SYSTEM Cited by 3 sources
Redpanda SQL¶
Redpanda SQL is Redpanda's Postgres-protocol query engine that runs inside the customer's Redpanda BYOC cluster and lets a single SQL statement query both live Redpanda streaming topics and historical Apache Iceberg tables without any ETL pipeline or connector fleet. The engine is built on MPP technology from Oxla, a C++ analytical engine Redpanda acquired in 2025; Redpanda SQL is the GA productisation of that engine inside the Redpanda Data Platform.
General Availability: 2026-05-27 for Redpanda BYOC on AWS, consumption-based plans only (per Redpanda SQL is GA). Private preview / activation flow disclosed mid-December 2025 in the 2025-10-28 ADP launch post (Gallego founder-voice). GCP BYOC and BYOVPC support: "coming soon". Self-Managed deployment: targeted for 2H FY27.

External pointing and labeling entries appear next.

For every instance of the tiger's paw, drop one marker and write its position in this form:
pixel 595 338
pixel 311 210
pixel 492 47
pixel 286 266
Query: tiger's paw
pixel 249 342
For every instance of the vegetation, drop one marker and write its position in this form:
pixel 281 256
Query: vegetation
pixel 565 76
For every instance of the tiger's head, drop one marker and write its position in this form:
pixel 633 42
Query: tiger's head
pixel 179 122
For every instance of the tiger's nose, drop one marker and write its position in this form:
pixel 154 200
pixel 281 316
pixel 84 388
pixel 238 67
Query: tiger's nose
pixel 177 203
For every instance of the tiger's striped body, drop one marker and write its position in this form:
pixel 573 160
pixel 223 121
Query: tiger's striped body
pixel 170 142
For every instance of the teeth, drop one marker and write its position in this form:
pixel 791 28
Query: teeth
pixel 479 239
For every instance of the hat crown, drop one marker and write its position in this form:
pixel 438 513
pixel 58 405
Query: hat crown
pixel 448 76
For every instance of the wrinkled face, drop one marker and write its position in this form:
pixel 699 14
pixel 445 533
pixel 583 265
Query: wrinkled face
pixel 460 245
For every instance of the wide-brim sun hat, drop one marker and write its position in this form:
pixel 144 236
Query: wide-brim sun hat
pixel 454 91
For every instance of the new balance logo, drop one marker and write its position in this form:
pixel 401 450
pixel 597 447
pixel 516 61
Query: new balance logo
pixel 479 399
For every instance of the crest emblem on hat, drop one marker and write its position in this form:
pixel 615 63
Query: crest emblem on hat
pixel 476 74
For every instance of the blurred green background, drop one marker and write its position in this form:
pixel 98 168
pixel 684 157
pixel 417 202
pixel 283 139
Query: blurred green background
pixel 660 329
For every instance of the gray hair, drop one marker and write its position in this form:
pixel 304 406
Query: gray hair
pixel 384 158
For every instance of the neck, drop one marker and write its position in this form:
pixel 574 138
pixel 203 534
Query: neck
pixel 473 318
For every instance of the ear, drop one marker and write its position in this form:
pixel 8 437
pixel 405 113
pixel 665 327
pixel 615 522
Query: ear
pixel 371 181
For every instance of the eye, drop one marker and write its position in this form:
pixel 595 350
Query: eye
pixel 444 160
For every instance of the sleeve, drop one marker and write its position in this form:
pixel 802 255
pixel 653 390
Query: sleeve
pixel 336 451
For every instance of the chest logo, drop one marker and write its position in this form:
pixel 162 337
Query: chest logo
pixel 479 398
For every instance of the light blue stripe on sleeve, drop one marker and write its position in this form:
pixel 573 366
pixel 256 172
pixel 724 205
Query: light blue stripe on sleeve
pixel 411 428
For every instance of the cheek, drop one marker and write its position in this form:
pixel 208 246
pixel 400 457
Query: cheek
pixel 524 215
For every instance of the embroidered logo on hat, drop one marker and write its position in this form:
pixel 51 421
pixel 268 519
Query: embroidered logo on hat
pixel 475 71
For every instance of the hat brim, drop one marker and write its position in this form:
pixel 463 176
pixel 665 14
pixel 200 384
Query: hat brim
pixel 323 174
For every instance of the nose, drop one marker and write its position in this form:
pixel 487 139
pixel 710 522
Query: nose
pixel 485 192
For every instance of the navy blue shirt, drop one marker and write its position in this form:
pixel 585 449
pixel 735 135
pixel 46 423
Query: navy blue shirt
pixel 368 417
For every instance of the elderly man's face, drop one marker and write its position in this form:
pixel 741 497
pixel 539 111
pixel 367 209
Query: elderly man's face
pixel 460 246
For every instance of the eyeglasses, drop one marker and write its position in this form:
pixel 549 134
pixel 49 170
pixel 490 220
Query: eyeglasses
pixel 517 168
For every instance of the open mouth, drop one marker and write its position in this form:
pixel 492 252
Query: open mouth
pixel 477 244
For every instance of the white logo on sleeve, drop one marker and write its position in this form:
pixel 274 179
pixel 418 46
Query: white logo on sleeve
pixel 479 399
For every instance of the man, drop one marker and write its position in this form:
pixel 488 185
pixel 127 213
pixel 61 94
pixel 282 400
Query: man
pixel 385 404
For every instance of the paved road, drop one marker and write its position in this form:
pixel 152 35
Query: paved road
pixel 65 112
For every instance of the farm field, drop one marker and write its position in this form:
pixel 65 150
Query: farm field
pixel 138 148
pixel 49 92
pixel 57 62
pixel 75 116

Product page: redpanda.com/sql. Activation docs: docs.redpanda.com/cloud-data-platform/sql.
Architecture¶
┌────────────────────────────────────────┐
│ Customer VPC (BYOC) │
│ │
psql / DBeaver │ ┌──────────────────────────────┐ │
DataGrip / SQL │──▶│ Redpanda SQL (Oxla MPP) │ │
Studio ─Postgres│ │ - C++ engine │ │
wire │ │ - Postgres wire protocol │ │
│ │ - In-place reads only │ │
│ └──────────────────────────────┘ │
│ │ │ │
│ ▼ ▼ │
│ ┌──────────────┐ ┌───────────────┐ │
│ │ Redpanda │ │ Iceberg │ │
│ │ brokers │ │ tables in │ │
│ │ (live tier) │ │ S3 / GCS │ │
│ │ │ │ (cold tier) │ │
│ └──────────────┘ └───────────────┘ │
│ ▲ │
│ │ Iceberg Topics dual-write │
│ │ (broker is producer for │
│ │ both tiers simultaneously)│
└────────────────────────────────────────┘
Four load-bearing properties (verbatim where attributed):
- In-cluster, in-VPC. "Redpanda SQL runs on the same infrastructure as your brokers, inside your VPC, and every query accesses data in-place, in both the hot (stream) and cold (Iceberg table) tiers. Nothing is sent to a third-party compute service." The data doesn't move; the analytical compute moves to the data. Canonical wiki instance of concepts/in-cluster-streaming-sql and patterns/in-vpc-query-engine-on-streaming-substrate.

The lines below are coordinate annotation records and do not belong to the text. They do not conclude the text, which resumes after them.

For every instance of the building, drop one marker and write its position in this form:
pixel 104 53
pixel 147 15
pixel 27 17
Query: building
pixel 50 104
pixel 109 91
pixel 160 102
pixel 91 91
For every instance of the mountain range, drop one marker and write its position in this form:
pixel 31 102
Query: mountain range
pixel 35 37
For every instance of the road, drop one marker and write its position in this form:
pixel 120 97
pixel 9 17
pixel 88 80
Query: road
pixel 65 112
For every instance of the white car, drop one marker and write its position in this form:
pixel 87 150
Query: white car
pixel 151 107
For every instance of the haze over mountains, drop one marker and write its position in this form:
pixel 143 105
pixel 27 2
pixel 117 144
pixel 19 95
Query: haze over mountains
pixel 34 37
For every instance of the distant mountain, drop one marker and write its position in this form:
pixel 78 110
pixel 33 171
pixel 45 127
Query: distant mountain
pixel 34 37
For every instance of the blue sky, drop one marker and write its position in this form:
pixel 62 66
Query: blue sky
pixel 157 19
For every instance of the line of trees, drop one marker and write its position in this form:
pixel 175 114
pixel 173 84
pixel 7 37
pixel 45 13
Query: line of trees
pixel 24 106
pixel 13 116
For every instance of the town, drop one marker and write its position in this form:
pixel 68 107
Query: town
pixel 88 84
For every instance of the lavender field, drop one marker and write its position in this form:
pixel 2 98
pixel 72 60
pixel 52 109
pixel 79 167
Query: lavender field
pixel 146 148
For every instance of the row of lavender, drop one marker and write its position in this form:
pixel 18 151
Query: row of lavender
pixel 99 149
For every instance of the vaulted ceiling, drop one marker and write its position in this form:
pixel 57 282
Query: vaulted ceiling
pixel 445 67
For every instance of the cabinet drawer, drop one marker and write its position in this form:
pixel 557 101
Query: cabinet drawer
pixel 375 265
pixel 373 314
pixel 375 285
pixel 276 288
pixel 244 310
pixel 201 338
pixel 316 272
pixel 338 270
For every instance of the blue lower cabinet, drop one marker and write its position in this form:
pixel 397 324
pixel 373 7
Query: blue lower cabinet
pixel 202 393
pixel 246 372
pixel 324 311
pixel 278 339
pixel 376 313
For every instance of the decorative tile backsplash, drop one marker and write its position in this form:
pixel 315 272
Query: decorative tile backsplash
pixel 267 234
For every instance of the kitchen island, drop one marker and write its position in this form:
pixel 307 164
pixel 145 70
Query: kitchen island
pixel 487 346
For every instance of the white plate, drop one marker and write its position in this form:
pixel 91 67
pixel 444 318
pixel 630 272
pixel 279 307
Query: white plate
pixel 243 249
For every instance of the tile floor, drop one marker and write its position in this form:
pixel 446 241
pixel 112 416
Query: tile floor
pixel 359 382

- Postgres wire protocol. "It speaks Postgres. You connect with psql, DBeaver, DataGrip, or the SQL Studio built into Redpanda Console — whatever you already have open." No new drivers, no new client SDK, no new query language. Inherits the entire Postgres-driver ecosystem across every language for free. Canonical wiki instance of concepts/postgres-wire-protocol-as-streaming-sql-surface — protocol compatibility = ecosystem inheritance, applied to the analytical surface (the same architectural move Redpanda made for the broker side via Kafka-wire protocol).
- Transparent two-tier bridge. "If you're using Redpanda Iceberg Topics, which store your streaming data in both a live tier and a Parquet/Iceberg cold tier in S3 or GCS simultaneously, Redpanda SQL bridges the two tiers transparently. The engine figures out an optimized read path across both. (And you don't have to care.)" A single SQL statement reads across both tiers; the consumer doesn't decide which tier holds which records. Canonical wiki instance of concepts/two-tier-stream-iceberg-query-bridge and patterns/transparent-hot-cold-tier-query. Note: this depends on the Iceberg Topics simultaneous-write substrate (broker writes records to both the log and Parquet/Iceberg) — not on a Lambda-architecture batch + stream merge on the consumer side.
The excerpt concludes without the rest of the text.